The forest, a fragment separated from the ancient Silva Cotia (forêt de Cuise) cited in the 6th century CE, which became the Forest of Compiègne, bears numerous traces of its prehistoric habitation, in the form of menhirs and dolmens and late Iron Age burials. In the commune of Ognon are the remains of a Gallo-Roman temple dedicated to a curative deity, built in the mid-1st century CE and abandoned during the 4th century. The temple's stones were then quarried for reuse, and the site became overgrown by the forest. the temple was discovered and excavated in 1873-74 and more professionally examined in 1996–99. The objects discovered over the course of the excavation, including coins, votive offerings, fibulae and other jewellery, are exhibited at the Art and Archeology museum of Senlis.

The inexplicable name Halatte first appears in a document of 1165, as Locus Halachius. A hunting accident in the Forest of Halatte claimed the life of King Philip IV of France in November 1314. At a meeting at St-Christophe-en-Halatte, Edward III of England made his last act of homage for Gascony, to Philip VI, in April 1331. The forest was in part a royal domaine and otherwise divided among clerics and nobles.

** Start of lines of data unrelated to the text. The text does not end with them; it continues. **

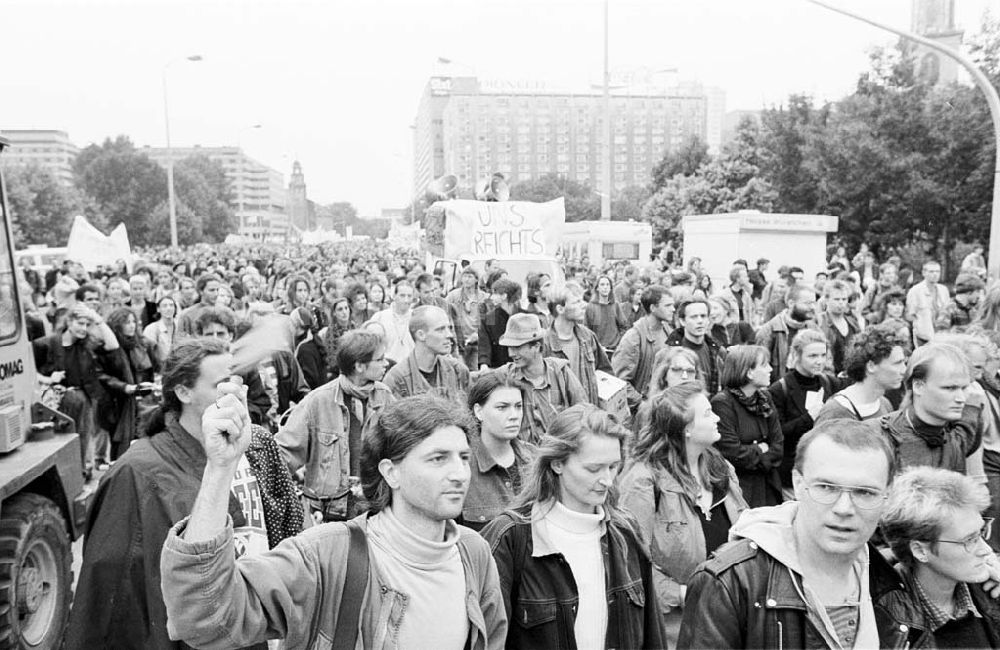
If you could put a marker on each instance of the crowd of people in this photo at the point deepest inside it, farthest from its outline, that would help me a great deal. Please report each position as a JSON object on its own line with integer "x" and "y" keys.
{"x": 324, "y": 446}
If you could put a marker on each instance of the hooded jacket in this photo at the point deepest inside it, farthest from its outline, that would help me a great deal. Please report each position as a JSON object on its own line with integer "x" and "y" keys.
{"x": 750, "y": 594}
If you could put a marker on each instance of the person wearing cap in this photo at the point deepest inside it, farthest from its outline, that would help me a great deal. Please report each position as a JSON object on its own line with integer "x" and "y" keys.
{"x": 961, "y": 310}
{"x": 548, "y": 385}
{"x": 430, "y": 367}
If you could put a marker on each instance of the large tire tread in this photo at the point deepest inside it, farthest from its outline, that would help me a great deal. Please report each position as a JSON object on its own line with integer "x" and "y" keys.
{"x": 21, "y": 516}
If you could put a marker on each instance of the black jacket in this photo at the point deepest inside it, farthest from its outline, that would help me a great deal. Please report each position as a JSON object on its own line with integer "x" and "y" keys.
{"x": 153, "y": 485}
{"x": 789, "y": 399}
{"x": 744, "y": 598}
{"x": 540, "y": 594}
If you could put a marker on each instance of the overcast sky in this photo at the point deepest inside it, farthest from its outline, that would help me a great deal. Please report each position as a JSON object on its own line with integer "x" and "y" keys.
{"x": 336, "y": 84}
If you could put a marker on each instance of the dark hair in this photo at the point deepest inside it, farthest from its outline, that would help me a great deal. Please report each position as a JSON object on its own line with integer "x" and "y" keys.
{"x": 852, "y": 434}
{"x": 484, "y": 385}
{"x": 399, "y": 428}
{"x": 183, "y": 367}
{"x": 661, "y": 442}
{"x": 740, "y": 360}
{"x": 510, "y": 289}
{"x": 651, "y": 296}
{"x": 204, "y": 279}
{"x": 872, "y": 345}
{"x": 692, "y": 300}
{"x": 356, "y": 346}
{"x": 216, "y": 315}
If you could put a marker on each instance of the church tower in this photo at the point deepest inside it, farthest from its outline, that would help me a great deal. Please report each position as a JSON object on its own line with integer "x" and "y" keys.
{"x": 935, "y": 19}
{"x": 298, "y": 204}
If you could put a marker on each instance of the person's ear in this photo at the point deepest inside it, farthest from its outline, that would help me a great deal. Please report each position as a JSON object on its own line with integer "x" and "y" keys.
{"x": 389, "y": 472}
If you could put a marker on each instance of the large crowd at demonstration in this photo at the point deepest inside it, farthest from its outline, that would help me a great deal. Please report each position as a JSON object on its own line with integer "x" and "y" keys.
{"x": 332, "y": 447}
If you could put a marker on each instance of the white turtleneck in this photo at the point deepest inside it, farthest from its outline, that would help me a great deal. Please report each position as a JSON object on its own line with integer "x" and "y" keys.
{"x": 432, "y": 577}
{"x": 578, "y": 537}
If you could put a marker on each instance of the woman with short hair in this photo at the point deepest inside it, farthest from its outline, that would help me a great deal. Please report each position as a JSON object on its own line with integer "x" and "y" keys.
{"x": 750, "y": 431}
{"x": 500, "y": 460}
{"x": 573, "y": 572}
{"x": 933, "y": 523}
{"x": 682, "y": 492}
{"x": 875, "y": 362}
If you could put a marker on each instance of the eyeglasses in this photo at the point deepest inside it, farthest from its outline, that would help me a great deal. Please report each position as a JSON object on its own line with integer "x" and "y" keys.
{"x": 828, "y": 494}
{"x": 972, "y": 541}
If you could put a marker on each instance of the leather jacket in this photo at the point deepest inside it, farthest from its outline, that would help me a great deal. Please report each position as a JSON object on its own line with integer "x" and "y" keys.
{"x": 744, "y": 598}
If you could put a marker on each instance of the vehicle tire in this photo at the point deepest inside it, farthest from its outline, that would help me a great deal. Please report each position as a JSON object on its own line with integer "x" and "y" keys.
{"x": 35, "y": 573}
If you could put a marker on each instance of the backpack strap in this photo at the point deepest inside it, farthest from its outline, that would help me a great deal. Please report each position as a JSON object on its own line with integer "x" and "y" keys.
{"x": 345, "y": 637}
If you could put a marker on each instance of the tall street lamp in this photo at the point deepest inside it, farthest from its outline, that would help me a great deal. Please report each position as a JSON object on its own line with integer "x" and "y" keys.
{"x": 992, "y": 100}
{"x": 171, "y": 201}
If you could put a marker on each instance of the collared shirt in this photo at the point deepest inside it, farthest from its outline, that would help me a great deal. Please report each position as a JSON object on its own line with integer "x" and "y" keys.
{"x": 936, "y": 617}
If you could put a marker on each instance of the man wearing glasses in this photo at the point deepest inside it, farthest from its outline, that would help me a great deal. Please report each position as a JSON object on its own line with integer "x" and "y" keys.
{"x": 802, "y": 574}
{"x": 934, "y": 525}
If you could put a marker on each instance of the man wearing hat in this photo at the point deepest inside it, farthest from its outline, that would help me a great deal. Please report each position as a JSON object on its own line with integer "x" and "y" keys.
{"x": 961, "y": 309}
{"x": 547, "y": 385}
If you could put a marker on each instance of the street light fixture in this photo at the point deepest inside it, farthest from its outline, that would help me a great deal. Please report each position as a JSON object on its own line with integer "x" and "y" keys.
{"x": 171, "y": 200}
{"x": 992, "y": 100}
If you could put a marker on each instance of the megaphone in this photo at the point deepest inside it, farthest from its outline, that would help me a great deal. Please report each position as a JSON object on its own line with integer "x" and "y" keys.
{"x": 442, "y": 188}
{"x": 494, "y": 188}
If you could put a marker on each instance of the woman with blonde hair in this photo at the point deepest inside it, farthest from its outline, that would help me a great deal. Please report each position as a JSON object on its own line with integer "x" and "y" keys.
{"x": 573, "y": 572}
{"x": 682, "y": 492}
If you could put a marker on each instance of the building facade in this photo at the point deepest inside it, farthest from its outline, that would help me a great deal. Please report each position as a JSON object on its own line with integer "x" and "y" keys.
{"x": 524, "y": 130}
{"x": 258, "y": 193}
{"x": 48, "y": 149}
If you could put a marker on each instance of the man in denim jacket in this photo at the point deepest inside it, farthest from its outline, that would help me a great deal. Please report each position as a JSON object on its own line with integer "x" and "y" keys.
{"x": 431, "y": 582}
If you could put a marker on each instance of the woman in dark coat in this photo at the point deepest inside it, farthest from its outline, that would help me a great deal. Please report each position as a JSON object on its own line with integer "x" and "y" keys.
{"x": 751, "y": 437}
{"x": 809, "y": 351}
{"x": 127, "y": 374}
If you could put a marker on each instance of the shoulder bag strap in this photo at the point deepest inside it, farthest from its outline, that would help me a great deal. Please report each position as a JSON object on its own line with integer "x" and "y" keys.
{"x": 345, "y": 637}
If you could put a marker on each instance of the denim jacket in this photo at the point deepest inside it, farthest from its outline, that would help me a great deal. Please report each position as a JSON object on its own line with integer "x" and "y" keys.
{"x": 540, "y": 594}
{"x": 316, "y": 436}
{"x": 490, "y": 488}
{"x": 293, "y": 592}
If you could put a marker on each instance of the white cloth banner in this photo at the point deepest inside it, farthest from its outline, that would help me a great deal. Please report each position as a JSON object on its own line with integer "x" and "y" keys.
{"x": 92, "y": 248}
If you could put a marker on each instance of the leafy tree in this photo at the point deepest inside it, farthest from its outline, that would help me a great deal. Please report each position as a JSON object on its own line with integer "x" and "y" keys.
{"x": 42, "y": 209}
{"x": 692, "y": 154}
{"x": 582, "y": 202}
{"x": 126, "y": 185}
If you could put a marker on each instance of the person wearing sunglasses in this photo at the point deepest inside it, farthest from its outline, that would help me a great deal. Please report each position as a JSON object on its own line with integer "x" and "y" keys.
{"x": 933, "y": 524}
{"x": 802, "y": 574}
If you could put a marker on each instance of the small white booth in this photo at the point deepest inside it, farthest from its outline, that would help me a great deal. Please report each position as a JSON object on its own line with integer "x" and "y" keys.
{"x": 785, "y": 239}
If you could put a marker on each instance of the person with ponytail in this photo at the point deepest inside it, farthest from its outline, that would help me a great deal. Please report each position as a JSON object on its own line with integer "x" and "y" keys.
{"x": 573, "y": 571}
{"x": 683, "y": 494}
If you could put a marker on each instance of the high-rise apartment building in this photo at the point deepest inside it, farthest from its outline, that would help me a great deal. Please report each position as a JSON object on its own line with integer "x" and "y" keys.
{"x": 524, "y": 130}
{"x": 258, "y": 193}
{"x": 48, "y": 149}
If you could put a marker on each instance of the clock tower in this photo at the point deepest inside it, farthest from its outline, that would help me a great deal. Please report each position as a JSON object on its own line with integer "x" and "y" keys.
{"x": 935, "y": 19}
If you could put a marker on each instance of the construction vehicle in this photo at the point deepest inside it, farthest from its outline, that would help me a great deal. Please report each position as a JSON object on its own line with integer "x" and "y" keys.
{"x": 43, "y": 495}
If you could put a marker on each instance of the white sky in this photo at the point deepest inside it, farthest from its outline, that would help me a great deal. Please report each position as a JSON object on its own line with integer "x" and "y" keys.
{"x": 336, "y": 84}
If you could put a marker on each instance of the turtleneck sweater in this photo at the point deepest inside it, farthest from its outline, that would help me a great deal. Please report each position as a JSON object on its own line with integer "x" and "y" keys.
{"x": 431, "y": 576}
{"x": 578, "y": 537}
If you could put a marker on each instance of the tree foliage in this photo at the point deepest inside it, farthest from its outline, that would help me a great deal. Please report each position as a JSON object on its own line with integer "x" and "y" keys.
{"x": 42, "y": 208}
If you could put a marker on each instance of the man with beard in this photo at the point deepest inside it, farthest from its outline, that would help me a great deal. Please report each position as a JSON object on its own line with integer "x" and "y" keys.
{"x": 936, "y": 425}
{"x": 430, "y": 368}
{"x": 324, "y": 432}
{"x": 568, "y": 338}
{"x": 693, "y": 335}
{"x": 548, "y": 386}
{"x": 776, "y": 334}
{"x": 404, "y": 576}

To this day, boundary markers carved with coats-of-arms mark the old divisions. During the French Revolution, the whole forest was declared domaniale, a national property.

An obelisk raised to commemorate Napoleon II, the King of Rome, Napoleon's heir, stands in the forest, south of Pont-Sainte-Maxence.
The Forest of Halatte is traversed by a network of walking and bicycling trails maintained by the French government.